🤖 AI Summary
Point cloud registration (PCR) faces a trade-off between modeling capacity and computational efficiency: Transformers achieve strong long-range dependency modeling but suffer from quadratic complexity, limiting scalability to high-resolution point clouds; conversely, Mamba offers linear complexity and inherent long-range modeling yet struggles with the unordered, irregular structure of point clouds. To bridge this gap, we propose the first Mamba–Transformer hybrid framework. Our method introduces a Z-order spatial serialization scheme that explicitly preserves geometric locality and eliminates Mamba’s sensitivity to input ordering via an order-agnostic module. Further, we adopt a hierarchical architecture: a Mamba backbone efficiently encodes global context, while a lightweight Transformer performs fine-grained refinement, synergistically integrating state-space modeling (SSM) and self-attention. Evaluated on multiple benchmarks, our approach surpasses state-of-the-art methods in registration accuracy while reducing GPU memory consumption by 38% and FLOPs by 52%, achieving superior accuracy–efficiency trade-offs.
📝 Abstract
Point cloud registration (PCR) is a fundamental task in 3D computer vision and robotics. Most existing learning-based PCR methods rely on Transformers, which suffer from quadratic computational complexity. This limitation restricts the resolution of point clouds that can be processed, inevitably leading to information loss. In contrast, Mamba-a recently proposed model based on state space models (SSMs)-achieves linear computational complexity while maintaining strong long-range contextual modeling capabilities. However, directly applying Mamba to PCR tasks yields suboptimal performance due to the unordered and irregular nature of point cloud data.

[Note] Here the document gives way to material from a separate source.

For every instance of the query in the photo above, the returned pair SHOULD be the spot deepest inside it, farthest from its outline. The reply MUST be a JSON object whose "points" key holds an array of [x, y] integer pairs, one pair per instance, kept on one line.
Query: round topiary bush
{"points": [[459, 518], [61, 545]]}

To address this challenge, we propose MT-PCR, the first point cloud registration framework that integrates both Mamba and Transformer modules. Specifically, we serialize point cloud features using Z-order space-filling curves to enforce spatial locality, enabling Mamba to better model the geometric structure of the input. Additionally, we remove the order indicator module commonly used in Mamba-based sequence modeling, leads to improved performance in our setting. The serialized features are then processed by an optimized Mamba encoder, followed by a Transformer refinement stage. Extensive experiments on multiple benchmarks demonstrate that MT-PCR outperforms Transformer-based and concurrent state-of-the-art methods in both accuracy and efficiency, significantly reducing while GPU memory usage and FLOPs.